Earlier, after conceding 328 runs on the opening day, the Indian bowlers struck back to take the four remaining New Zealand wickets in just 8.4 overs. Zaheer Khan struck first, when van Wyk (71) edged a ball in the channel to Raina at second slip and Raina took his second sharp catch of the match, diving to his right.
The next wicket came via a large dose of luck. Tim Southee hit the ball firmly back to Zaheer, and Zaheer's half-hearted attempt at fielding the ball only ended in him palming it on to the stumps at the non-striker's end with Doug Bracewell out of his ground. It was a cruel end to a very good innings of 43 from Bracewell, who had supported van Wyk well, batting positively in the morning, hitting three boundaries before he was dismissed.
Jeetan Patel fell to Umesh Yadav, and Pragyan Ojha then got his third five-wicket haul, spinning one past Trent Boult's bat to trap him in front and wrap up the innings. Ojha ended with figures of 5 for 99.
India's high at containing New Zealand's score didn't last very long. Boult and Southee took the new ball for New Zealand and they hit perfect lengths immediately to cause Gautam Gambhir and Virender Sehwag, India's openers, plenty of discomfort.
Southee repeatedly beat Sehwag's bat, and was distinctly unlucky that an extremely close leg-before shout was not given. Then in the third over, Boult induced an edge from Gambhir only to see Brendon McCullum put the chance down in the slips. Gambhir's luck ran out when he shouldered arms to Southee, who got the ball to nip back a touch and hit the top of the stumps. It was a poor leave from Gambhir to a ball so close to the stumps, and he paid the price. That stretched the number of innings that Gambhir has gone without a hundred to 39 - an uncomfortably high number.
Southee got a second wicket when he drew Cheteshwar Pujara into playing an ill-advised hook that landed safely in the hands of Boult.
Tendulkar then joined Sehwag to rebuild the innings from 27 for two. Tendulkar was watchful, while Sehwag alternated between living dangerously and playing the kind of shots only he can. However, given the number of times the ball beat the bat and flew off the edge, even his boundaries didn't make New Zealand feel too defensive.
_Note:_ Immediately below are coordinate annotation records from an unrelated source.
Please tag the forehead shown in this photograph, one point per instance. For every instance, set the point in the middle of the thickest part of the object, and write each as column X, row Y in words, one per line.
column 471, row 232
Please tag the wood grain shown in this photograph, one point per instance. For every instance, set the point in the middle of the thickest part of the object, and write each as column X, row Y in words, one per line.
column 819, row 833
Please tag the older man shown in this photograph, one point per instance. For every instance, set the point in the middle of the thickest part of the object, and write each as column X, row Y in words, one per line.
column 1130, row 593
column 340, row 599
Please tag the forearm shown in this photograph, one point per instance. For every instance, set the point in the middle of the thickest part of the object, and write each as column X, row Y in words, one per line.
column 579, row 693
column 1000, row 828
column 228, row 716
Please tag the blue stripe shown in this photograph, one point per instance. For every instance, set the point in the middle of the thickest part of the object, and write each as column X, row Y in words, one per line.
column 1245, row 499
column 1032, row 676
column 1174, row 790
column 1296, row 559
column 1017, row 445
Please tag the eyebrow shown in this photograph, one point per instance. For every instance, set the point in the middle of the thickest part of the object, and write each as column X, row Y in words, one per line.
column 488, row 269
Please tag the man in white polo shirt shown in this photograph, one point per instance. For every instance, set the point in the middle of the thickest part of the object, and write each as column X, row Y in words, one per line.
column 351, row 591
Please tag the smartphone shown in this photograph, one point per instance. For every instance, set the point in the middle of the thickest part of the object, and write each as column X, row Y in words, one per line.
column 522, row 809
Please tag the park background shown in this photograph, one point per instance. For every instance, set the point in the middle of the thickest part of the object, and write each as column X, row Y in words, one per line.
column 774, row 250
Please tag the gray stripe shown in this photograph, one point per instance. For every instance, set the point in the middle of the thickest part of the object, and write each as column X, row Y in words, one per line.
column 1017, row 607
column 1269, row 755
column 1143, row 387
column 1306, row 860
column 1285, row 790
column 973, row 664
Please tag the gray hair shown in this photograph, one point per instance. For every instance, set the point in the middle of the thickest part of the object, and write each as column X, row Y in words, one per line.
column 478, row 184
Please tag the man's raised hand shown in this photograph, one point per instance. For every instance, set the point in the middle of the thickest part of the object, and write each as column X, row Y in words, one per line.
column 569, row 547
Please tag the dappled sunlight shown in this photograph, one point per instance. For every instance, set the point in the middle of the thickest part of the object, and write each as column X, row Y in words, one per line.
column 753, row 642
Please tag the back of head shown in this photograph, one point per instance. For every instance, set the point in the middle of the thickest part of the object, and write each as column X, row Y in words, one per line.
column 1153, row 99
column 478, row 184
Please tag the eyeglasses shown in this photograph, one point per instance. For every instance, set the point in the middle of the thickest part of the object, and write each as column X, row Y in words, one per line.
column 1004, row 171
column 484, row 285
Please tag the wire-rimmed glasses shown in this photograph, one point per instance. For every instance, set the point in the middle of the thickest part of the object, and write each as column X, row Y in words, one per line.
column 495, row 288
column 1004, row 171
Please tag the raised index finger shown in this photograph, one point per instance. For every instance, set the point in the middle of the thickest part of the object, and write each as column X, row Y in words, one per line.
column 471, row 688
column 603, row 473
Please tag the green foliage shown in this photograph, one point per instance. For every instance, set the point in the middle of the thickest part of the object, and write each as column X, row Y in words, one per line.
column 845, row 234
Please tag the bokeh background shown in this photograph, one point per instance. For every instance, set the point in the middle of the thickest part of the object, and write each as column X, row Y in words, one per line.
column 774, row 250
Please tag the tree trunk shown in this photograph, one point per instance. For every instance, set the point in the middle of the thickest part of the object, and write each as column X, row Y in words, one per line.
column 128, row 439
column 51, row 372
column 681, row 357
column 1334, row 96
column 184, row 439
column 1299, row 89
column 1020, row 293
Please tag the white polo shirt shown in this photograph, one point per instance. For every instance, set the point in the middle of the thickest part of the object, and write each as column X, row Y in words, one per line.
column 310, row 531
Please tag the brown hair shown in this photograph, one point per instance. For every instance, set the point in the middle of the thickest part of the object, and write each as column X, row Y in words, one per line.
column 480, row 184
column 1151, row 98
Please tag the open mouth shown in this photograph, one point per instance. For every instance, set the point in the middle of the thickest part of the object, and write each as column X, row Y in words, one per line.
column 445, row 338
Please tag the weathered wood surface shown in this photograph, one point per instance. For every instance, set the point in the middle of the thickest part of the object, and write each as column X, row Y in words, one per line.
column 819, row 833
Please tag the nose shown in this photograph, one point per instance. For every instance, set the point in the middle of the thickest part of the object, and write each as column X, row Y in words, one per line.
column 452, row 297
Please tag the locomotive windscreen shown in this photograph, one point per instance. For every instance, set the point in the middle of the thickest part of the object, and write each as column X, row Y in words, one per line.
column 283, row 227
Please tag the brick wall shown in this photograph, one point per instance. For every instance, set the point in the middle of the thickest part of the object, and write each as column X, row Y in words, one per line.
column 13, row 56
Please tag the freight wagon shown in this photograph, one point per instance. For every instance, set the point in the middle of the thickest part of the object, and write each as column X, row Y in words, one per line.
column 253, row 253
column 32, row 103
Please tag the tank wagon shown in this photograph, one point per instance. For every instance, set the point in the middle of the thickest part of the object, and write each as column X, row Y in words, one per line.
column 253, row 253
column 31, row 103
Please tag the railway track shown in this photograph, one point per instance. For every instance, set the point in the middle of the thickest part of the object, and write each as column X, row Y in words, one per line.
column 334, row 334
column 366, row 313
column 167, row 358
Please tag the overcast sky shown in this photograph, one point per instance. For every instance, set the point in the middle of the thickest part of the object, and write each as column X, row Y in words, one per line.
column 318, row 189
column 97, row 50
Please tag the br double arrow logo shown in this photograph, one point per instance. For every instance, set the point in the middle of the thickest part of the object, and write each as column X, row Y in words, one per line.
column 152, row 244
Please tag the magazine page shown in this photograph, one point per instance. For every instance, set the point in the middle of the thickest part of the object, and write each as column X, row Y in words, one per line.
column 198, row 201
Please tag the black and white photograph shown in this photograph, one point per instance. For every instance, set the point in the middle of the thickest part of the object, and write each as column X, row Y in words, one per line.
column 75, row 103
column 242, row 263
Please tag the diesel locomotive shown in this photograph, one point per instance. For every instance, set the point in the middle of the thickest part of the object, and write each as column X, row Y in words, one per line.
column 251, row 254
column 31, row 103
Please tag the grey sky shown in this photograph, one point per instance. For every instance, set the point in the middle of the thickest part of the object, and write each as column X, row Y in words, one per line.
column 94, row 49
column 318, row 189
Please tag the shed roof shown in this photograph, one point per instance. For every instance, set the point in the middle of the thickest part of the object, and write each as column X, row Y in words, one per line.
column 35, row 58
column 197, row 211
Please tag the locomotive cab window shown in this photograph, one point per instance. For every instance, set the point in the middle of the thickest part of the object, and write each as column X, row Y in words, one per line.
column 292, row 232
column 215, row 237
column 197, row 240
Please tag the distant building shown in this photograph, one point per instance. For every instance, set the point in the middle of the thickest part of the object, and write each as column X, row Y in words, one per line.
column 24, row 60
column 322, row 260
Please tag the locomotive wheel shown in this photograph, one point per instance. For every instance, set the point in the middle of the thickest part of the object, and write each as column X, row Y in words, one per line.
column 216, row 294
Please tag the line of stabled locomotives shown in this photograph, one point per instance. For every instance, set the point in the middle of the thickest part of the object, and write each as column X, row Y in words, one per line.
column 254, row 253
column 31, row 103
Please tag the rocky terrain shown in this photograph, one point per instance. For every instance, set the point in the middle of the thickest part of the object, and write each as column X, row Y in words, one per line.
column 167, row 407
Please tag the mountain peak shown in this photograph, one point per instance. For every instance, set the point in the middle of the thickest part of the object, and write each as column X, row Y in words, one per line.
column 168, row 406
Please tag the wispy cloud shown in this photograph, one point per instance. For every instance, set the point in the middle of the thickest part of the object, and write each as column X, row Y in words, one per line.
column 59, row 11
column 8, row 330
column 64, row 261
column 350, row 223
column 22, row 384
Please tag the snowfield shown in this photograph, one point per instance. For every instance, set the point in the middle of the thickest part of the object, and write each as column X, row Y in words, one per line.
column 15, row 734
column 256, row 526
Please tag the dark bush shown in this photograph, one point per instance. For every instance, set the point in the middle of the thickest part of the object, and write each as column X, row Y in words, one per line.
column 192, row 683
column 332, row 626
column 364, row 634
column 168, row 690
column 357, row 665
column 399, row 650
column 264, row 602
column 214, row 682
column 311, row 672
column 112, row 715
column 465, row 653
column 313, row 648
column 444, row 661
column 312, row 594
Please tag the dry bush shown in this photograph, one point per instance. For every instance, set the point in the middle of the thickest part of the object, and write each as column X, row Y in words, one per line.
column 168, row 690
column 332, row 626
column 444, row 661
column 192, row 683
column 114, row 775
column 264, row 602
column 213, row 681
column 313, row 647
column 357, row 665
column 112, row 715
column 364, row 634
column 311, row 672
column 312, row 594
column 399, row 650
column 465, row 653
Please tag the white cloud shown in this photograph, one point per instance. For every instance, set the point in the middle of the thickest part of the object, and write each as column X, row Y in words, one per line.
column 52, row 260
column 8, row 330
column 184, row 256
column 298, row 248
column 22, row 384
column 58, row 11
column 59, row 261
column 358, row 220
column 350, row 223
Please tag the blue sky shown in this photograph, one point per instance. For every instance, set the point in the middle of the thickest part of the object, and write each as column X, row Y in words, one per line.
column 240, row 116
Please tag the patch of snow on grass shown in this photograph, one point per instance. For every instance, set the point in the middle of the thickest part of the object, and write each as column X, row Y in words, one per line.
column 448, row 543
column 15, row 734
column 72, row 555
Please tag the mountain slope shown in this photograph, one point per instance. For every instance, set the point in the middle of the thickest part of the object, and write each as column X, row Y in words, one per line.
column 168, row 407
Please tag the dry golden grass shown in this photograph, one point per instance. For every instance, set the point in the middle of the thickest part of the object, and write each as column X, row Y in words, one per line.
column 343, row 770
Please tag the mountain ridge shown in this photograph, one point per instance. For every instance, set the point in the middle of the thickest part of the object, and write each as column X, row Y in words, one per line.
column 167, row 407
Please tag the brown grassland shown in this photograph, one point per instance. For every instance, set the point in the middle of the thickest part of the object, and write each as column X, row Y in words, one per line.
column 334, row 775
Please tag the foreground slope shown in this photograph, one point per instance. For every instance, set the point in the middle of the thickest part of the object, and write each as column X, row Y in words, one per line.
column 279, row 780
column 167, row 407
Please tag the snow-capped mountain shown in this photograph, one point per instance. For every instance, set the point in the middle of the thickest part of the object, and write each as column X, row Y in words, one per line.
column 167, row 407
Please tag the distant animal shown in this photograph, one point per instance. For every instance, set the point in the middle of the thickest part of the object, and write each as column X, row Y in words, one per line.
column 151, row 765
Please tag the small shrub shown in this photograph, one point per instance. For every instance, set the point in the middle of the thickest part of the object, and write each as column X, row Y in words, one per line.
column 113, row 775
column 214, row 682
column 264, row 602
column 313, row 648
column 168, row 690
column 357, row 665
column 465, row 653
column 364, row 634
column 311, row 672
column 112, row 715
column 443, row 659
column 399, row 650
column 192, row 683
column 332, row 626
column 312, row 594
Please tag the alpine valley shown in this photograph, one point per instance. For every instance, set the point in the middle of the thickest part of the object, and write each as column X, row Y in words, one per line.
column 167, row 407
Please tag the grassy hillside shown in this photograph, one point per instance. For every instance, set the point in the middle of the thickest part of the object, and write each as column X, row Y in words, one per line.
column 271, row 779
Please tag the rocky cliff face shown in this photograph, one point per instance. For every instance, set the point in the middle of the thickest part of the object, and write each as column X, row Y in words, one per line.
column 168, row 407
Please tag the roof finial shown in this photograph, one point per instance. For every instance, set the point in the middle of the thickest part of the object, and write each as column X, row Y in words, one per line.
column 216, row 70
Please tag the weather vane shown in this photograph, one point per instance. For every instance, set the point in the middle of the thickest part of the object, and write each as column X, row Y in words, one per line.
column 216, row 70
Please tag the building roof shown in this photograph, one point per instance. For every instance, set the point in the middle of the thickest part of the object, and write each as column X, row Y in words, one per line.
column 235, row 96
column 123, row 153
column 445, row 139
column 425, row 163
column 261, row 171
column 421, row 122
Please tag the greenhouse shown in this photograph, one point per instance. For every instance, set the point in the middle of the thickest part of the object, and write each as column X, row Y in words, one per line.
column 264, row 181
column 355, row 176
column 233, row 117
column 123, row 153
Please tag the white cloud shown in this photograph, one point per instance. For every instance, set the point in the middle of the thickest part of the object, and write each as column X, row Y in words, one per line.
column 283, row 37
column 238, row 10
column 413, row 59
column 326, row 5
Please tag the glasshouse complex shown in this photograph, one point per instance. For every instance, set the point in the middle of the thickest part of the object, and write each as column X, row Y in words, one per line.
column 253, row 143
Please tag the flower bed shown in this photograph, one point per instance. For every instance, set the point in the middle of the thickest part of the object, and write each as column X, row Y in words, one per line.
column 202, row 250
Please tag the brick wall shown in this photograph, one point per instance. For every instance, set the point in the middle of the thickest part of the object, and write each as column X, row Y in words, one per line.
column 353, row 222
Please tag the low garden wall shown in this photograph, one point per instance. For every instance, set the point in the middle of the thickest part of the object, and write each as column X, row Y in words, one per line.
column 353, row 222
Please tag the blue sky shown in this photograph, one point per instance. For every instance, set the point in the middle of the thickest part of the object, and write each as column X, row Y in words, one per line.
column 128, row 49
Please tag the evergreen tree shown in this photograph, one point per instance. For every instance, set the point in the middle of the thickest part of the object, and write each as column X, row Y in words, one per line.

Tendulkar and Sehwag took India through to lunch without any further loss, but neither lasted long after that. Sehwag fell to the fourth ball after lunch, playing a shot in the air off Bracewell only to be caught by an airborne Daniel Flynn at square leg. In his next over, Bracewell truly set the cat among the pigeons, when Tendulkar's attempted whip connected with air, while the ball connected with the stumps. Off the previous ball, Tendulkar had hit one of his trademark straight drives, but he fell just when he looked to be getting into his groove.
Raina then walked in, facing the pressure not just of a scoreboard that read 80 for four, but also of possibly playing for his spot in India's Test squad for the rest of the home season. He responded by taking a leaf straight out of the Ross Taylor's book of being "brave and courageous", with shots timed to perfection. Raina hit six boundaries in the first 20 balls he faced, and though his pace slowed after that, the momentum had been wrested from New Zealand.
He found excellent support in Kohli, who continued to play with maturity. New Zealand's bowling, which had been of sustained quality till then, began to fray a little, with Patel treated with particular disdain.
Raina reached his half-century before tea, but the trend of wickets early in a session continued, when he was caught down the leg-side off Southee shortly after the final session began. That was the only success New Zealand had in the session though, with Kohli fluidly elegant at one end and MS Dhoni going on the attack from the start.
Both men downed shutters in the last half hour of play, becoming more watchful as stumps approached. They brought up a century partnership in the last over of the day, but more importantly, remained at the crease to resume the battle on Day 3. A first century at home beckons for Kohli, while Dhoni will know how important a 2-0 margin is after the reverses his team suffered last year. The start of the third day should have a fascinating battle in store.